Superior Resource Group

For years, employees have been complaining about toxic workplaces, where stress and lack of respect rise to the point where they almost become unbearable.

Those complaints had largely been dismissed for years, but now, company leaders are seeing that cutthroat competition and authoritarian rule are counterproductive. In fact, many company leaders are now trying to actively stop any hints of a toxic culture stop taking hold in their organization.

If your company is looking to empower its employees and build a culture of mutual respect, consider the following signs of toxicity in the workplace.

Employees aren’t comfortable with speaking their mind

Being surrounded by yes-men and yes-women is probably great for the ego, but it’s no way to run a company. Everyone in an organization should feel comfortable speaking their mind.

Successful people in the company have a similar look

We would like to think that the business world is a meritocracy: Those that get an education, work hard and do good work should get ahead. But sadly, personal biases often influence who gets ahead and who doesn’t.
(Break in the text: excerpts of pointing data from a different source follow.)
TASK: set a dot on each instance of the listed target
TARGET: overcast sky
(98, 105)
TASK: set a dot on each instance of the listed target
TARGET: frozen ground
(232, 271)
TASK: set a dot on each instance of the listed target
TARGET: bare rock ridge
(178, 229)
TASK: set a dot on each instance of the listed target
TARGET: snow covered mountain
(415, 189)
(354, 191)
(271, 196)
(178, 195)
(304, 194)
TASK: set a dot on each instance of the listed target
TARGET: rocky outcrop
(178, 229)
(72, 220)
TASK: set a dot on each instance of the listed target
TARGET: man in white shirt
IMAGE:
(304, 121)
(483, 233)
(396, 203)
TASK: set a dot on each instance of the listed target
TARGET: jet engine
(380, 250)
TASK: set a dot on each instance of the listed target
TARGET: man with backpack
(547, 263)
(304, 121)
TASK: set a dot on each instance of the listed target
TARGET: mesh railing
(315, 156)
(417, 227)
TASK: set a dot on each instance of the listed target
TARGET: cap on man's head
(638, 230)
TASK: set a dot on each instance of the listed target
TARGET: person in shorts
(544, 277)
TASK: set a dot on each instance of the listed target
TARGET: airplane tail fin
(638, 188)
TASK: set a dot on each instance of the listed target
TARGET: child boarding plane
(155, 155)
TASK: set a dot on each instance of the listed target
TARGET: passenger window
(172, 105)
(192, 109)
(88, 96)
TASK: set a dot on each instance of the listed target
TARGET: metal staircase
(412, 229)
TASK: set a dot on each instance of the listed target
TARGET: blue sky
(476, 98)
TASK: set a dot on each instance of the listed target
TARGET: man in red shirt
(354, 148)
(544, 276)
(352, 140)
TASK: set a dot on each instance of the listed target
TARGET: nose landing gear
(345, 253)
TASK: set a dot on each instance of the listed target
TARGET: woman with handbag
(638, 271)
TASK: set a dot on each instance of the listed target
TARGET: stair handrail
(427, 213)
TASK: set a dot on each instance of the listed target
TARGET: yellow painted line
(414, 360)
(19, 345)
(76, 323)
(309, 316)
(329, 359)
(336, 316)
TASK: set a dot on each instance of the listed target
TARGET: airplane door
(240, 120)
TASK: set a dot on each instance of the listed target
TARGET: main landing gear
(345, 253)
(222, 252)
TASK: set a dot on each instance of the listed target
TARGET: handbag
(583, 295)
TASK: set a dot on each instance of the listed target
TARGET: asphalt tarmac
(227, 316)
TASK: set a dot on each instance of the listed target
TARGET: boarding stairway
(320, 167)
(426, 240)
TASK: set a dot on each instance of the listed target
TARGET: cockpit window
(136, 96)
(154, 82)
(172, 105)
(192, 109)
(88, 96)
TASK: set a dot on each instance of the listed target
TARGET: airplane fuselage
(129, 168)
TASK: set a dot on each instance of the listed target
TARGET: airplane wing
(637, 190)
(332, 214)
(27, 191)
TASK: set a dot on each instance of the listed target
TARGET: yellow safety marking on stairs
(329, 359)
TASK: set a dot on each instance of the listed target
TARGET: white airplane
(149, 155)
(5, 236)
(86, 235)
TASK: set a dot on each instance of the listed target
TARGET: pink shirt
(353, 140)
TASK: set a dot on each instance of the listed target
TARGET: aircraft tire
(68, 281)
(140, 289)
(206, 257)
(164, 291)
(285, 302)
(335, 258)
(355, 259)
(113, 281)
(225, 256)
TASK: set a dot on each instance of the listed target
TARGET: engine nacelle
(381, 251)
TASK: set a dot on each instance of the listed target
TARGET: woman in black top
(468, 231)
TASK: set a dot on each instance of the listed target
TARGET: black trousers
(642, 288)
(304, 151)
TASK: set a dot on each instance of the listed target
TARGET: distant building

If left unchecked, this can lead to the top of a company being dominated by a single gender, race or economic background.

If you want to avoid a toxic culture, you want every single promotion to be based on merit, not bias.

Risk-taking isn’t rewarded

Many companies talk about wanting their employees to take risks, but what if it doesn’t work out? If the company punishes the risk-taker, it will have a negative effect on the entire workforce and severely impede creativity.

Employers need to set clear boundaries and expectations for risk-taking. They should also celebrate and reward when a risk pays off.

Meetings regularly turn into an airing of grievances

Team or company meetings are a necessary part of doing business and they must serve a function. When meetings regularly devolve into employees listing complaint after complaint, they lose their effectiveness.

Company leaders need to make sure employees’ complaints are heard while also ensuring that meetings achieve their goals by moving the discussion along. Letting different employees run each meeting can also help with meeting buy-in.

Hard work isn’t recognized

Leaders need to acknowledge hard work with praise and rewards, even if it means regularly recognizing the entire team, rather than singling out an individual. However, if one individual is continually going above and beyond, public recognition and a private “thank you” goes a long way.